Dave McDaniel and other members of Cisco Talos discovered these vulnerabilities.

Cisco Talos recently discovered two vulnerabilities in Ghost CMS, one authentication bypass vulnerability and one enumeration vulnerability.

Ghost is a content management system with tools to build a website, publish content and send newsletters. Ghost offers paid subscriptions to members and supports a number of integrations with external services.

Talos has identified an authentication bypass vulnerability that can lead to increased privileges.  TALOS-2022-1624 (CVE-2022-41654) allows external users to update their newsletter preferences too liberally, which could allow a user full access to create and modify newsletters, including the default sent to all members.

TALOS-2022-1625 (CVE-2022-41697) is an enumeration vulnerability in the login functionality of Ghost which can lead to a disclosure of sensitive information.

An attacker can send HTTP requests to trigger these vulnerabilities.

Cisco Talos worked with Ghost to ensure that these issues were resolved and an update is available for affected customers, all in adherence to Cisco’s vulnerability disclosure policy.

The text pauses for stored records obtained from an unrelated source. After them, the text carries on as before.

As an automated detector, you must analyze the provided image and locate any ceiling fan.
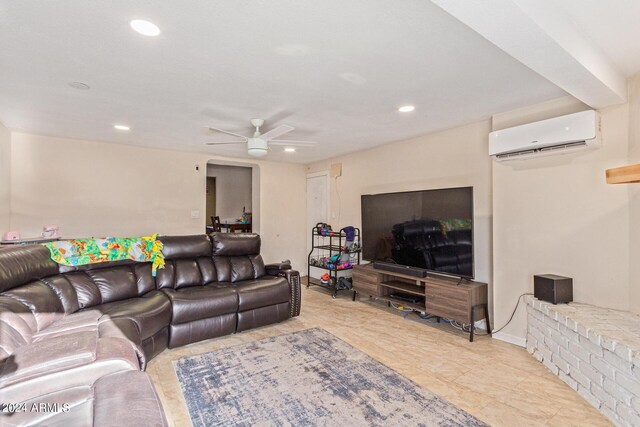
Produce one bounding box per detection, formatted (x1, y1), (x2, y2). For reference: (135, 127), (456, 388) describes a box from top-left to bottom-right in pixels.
(205, 119), (315, 157)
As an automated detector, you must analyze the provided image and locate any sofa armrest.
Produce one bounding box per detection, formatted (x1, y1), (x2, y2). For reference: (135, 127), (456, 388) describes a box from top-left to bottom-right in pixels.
(264, 262), (291, 276)
(265, 263), (301, 317)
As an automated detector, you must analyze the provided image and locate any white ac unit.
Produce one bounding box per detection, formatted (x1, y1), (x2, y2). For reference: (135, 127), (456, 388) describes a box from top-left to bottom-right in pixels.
(489, 110), (600, 161)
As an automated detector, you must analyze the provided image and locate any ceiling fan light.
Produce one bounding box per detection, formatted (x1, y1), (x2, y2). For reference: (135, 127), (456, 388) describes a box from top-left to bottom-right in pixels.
(247, 148), (267, 157)
(247, 138), (268, 157)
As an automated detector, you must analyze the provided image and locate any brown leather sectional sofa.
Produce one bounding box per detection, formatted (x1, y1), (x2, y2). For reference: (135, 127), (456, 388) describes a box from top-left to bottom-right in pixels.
(0, 233), (300, 427)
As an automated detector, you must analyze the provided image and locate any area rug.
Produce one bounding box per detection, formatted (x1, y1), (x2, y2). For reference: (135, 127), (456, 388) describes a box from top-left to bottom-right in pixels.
(174, 328), (486, 427)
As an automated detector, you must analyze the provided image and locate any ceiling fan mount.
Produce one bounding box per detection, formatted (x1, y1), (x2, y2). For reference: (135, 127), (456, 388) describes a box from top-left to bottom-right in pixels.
(205, 119), (315, 157)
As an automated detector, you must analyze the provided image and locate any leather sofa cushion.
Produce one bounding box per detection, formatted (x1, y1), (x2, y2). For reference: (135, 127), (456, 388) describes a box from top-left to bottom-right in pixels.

Users are encouraged to update this affected product as soon as possible: Ghost Foundation Ghost 5.9.4. Talos tested and confirmed this version of Ghost could be exploited by these vulnerabilities.

The following Snort rules will detect exploitation attempts against these vulnerabilities: 60770. Additional rules may be released in the future and current rules are subject to change, pending additional vulnerability information. For the most current rule information, please refer to your Firepower Management Center or Snort.org.